Dual adapters slide into every DiT block, cross-attending on par with text tokens.
How 16 Tokens Remember a Whole Face
-
Passport photo → ArcFace → 512-D vector. -
Perceiver Resampler (a.k.a. Q-Former) learns 16 queries → 16 × 5120 matrix. -
Append 16 register tokens (anti-overfit trick) → 32 × 5120. -
Cross-attend with video patches every block.
Why compress?
Cross-attention is O(L·N). Shorter L = cheaper VRAM. Sixteen tokens encode 50 k-pixel semantics and add only 4 % latency at inference.
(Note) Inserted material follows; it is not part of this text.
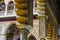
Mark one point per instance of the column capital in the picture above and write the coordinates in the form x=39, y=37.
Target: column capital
x=42, y=16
Ref-Adapter: Shipping Pore-Level Detail
-
Reference image → VAE encoder → 8× downsampled latent. -
Feed latent into a frozen DiT copy (noise = 0, text = “face”) → multi-scale features. -
Main branch cross-attends to those maps, pixel-aligning freckles, stubble, specular highlights.
Everything stays in latent space; VRAM footprint ¼ of pixel-based schemes.
Training Recipe: First Learn to Look, Then Learn to Move
Stage | Data | Mission | Iters | LR | Trick |
---|---|---|---|---|---|
① Image pre-train | 21.5 M stills | Make face recognizable | 40 k | 1e-4 | Warm-start Resampler from InstantID |
② Video fine-tune | 28.7 M clips | Add motion | 60 k | 5e-5 | NaViIT zero-padding bucketing |
③ Augment | 50 M pairs | De-bias lighting & expr. | — | — | X-Nemo expression + LBM relighting |
NaViIT in one sentence:
Concatenate variable-length, variable-resolution videos into one long token sequence; apply 3D-RoPE so each clip knows its own space-time coordinates—zero crop, zero black bars.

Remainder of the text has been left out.